ISI distribution for different asymmetries $u$ and a mean transition rate $\lambda =10$. To illustrate only the effect of the asymmetry, we keep the mean and the variance of the input current constant: $\mu +u\sigma =1$ and ${\sigma }^2(1-u^2)=0.25$.

Figure 7

ISI distribution for a PIF neuron driven by Gaussian white noise and dichotomous noise. Stochastic simulation results (black circles) are compared to the approximation of Eq. (27).

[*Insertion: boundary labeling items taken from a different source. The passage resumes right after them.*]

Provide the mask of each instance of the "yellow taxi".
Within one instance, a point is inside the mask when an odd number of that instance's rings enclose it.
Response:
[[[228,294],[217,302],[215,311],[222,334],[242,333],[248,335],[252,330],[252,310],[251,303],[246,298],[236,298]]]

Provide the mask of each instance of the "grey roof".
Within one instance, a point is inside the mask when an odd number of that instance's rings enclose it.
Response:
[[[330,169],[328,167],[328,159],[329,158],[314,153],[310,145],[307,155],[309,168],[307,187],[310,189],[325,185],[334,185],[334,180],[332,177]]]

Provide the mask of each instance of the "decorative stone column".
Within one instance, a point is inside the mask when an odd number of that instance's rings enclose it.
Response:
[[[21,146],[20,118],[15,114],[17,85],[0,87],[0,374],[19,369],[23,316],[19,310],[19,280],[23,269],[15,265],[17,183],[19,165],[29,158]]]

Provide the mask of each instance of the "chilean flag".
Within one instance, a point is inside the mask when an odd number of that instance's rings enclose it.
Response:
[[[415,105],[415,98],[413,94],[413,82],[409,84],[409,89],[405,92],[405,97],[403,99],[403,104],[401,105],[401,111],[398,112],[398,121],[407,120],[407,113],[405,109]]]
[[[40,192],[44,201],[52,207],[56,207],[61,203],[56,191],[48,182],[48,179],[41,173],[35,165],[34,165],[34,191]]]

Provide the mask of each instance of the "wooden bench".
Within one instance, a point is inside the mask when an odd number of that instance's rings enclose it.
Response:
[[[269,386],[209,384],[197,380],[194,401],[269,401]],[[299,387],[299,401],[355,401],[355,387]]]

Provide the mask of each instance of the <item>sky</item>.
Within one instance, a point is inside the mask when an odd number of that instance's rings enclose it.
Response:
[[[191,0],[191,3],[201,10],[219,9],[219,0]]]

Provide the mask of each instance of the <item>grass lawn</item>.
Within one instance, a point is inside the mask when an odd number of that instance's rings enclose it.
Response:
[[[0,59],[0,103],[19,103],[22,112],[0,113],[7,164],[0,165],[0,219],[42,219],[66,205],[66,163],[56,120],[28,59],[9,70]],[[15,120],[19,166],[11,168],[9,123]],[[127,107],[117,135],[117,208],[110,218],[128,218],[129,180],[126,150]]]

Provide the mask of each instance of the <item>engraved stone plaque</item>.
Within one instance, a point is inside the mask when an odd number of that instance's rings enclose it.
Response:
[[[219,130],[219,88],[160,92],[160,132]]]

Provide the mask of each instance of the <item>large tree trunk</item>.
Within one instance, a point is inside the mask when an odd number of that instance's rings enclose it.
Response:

The $\delta$ peaks broaden with increasing noise intensity $D$. The plot shows examples for $D=0.005$ and $0.05$ and the model parameters $\lambda =0.1$, $\mu =v_T=1.0$, $\sigma =0.5$, and $u=-0.6$.

Figure 8

Skewness of the ISI distribution ${\gamma }_s$ as a function of the asymmetry $u$ of the dichotomous noise. The theory (colored lines) is compared to simulations (black circles) for different $\lambda$. $u$ is varied while holding the mean $\mu +u\sigma =1$ and the variance ${\sigma }^2(1-u^2)=0.25$ of the input constant. Note that there is an upper limit for $u$ because of the constraint of the theory $\mu >\sigma$.

Figure 9

Skewness of the ISI distribution ${\gamma }_s$ as a function of the input skewness ${\gamma }_{\text{DN}}$ and the effect of additional white noise on it (theory, continuous line; simulations, black circles for $D=0$; black squares, otherwise). The mean $\mu +u\sigma =1$ and the variance ${\sigma }^2(1-u^2)=0.25$ of the input are kept constant. The theory requires $\mu >\sigma$, which results in a minimal input skewness.

Figure 10

The rescaled skewness ${\alpha }_s$ plotted over the constant input current $\mu$ for different values of the noise asymmetry $u$. The black circles indicate simulations without white noise, which are in perfect agreement with the theory. The black squares are simulations with additional white noise $D=0.01$. Remaining parameters: $\lambda =v_T=1.0$, $\sigma =0.5$.

Figure 11

Serial correlation coefficient obtained by simulations (black circles) compared with the theory (colored lines) for pure dichotomous noise ($D=0$) [Eq. (44)]. The curves show the SCC for different mean transition rates $\lambda$. Remaining model parameters: $\mu =v_T=1.0$, $\sigma =0.5$, and $u=0.8$.

Figure 12

Serial correlation coefficients (for lag $k=1$, 5, 10, and 20) normalized by the respective SCC without white noise and plotted over different white noise intensities. The dots represent stochastic simulations, whereas the solid line shows the approximation of Eq. (46) with model parameters $\lambda =0.01$, $\mu =v_T=1.0$, $\sigma =0.5$, and $u=0.6$.

Figure 13

The power spectrum $S\left(\omega \right)$ from simulations (blue dots) compared with the theory [red (light gray) solid line], Eqs. (47) and (79), for different mean transition rates $\lambda$ and purely dichotomous input. Remaining parameters: $\mu =v_T=1.0$, $\sigma =0.7$, $u=-0.4$.

Figure 14

The simulated power spectrum $S\left(\omega \right)$ of a PIF neuron driven by dichotomous noise and Gaussian white noise for different white-noise intensities $D$ as indicated. Remaining parameters as in Fig. 13.